Abstract

Although 1,25-dihydroxyvitamin D₃ has been shown to promote the differentiation of cancer cells and cell lines in vitro, its protective effect against a chemical insult known to induce neoplastic growth in vivo has not been evaluated. The aim of this study was to investigate, in vivo, the influence of the vitamin D status on the early response to an insult known to induce morphological and functional changes leading to hepatocarcinogenesis. The influence of vitamin D status on the susceptibility of rat liver to carcinogenesis was studied after the administration of diethylnitrosamine and 2-acetylaminofluorene, in association with a partial hepatectomy (Solt-Farber protocol), to normal or vitamin D-depleted rats. Preneoplastic foci (γ-glutamyltranspeptidase-positive and glucose-6-phosphatase-negative) appeared in both groups of animals as early as 1 week after 2-acetylaminofluorene withdrawal and continued to increase during the subsequent weeks.

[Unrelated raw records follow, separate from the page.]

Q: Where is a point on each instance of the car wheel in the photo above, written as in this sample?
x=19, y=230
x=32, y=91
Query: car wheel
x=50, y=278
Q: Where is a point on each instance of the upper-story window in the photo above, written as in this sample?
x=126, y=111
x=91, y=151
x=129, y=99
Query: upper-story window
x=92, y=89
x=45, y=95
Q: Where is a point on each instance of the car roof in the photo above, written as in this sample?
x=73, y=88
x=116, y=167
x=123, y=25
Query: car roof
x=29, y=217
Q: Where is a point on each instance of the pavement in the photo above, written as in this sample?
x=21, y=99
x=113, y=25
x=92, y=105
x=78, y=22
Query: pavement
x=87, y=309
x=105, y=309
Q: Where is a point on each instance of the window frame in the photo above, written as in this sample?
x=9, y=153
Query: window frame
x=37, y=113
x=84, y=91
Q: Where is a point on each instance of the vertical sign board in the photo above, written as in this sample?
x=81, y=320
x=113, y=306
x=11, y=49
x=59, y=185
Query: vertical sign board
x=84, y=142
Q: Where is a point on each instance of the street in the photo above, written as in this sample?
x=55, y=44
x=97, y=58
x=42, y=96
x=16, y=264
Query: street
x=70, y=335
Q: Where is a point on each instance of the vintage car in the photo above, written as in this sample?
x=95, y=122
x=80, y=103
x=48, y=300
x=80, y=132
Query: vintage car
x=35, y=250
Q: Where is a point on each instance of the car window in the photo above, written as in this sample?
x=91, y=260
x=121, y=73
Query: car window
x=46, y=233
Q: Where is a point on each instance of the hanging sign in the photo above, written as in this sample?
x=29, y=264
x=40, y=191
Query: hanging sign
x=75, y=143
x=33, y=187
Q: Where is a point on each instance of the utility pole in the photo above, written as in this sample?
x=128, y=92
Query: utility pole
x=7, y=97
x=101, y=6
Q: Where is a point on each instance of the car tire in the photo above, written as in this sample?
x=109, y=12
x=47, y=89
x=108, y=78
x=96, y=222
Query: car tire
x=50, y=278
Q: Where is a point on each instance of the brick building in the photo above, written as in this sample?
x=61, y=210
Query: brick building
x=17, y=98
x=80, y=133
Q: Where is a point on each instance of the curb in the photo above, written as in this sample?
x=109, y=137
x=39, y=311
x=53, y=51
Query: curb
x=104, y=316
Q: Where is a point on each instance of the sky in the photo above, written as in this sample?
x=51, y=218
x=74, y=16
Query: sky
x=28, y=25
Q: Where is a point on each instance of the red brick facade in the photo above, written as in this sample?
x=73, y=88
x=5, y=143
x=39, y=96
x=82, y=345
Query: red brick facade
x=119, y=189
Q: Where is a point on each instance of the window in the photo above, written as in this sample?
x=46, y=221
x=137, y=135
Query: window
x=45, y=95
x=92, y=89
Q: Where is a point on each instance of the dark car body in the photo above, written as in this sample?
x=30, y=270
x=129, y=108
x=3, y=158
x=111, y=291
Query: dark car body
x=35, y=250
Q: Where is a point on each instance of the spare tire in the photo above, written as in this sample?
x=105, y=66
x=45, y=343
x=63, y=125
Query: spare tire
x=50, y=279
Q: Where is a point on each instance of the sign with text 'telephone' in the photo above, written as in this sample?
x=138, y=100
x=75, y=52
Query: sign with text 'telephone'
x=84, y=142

Livers from vitamin D-depleted rats exhibited a significant increase in the number of foci over that observed in normal rats at weeks 1 and 5 after 2-acetylaminofluorene withdrawal. However, the main effect of vitamin D depletion was on focus size, which was found to be significantly greater in vitamin D-depleted rat livers at weeks 2 to 6; focus area (volume fraction) was also found to be consistently larger in livers of vitamin D-depleted rats than in those of normal rats. Labeling of oval cells, a cell compartment possibly associated with the repopulation of the liver parenchyma, was significantly reduced by vitamin D depletion. Control rat livers of both groups showed normal liver histology, and no foci, nodules or oval cells were detected in either group. The present data suggest that vitamin D depletion leads to increased in vivo susceptibility to chemicals known to induce hepatocarcinogenesis. Long-term studies must be conducted to evaluate the effect of vitamin D status on the evolution of preneoplastic foci into frank hepatocellular carcinoma.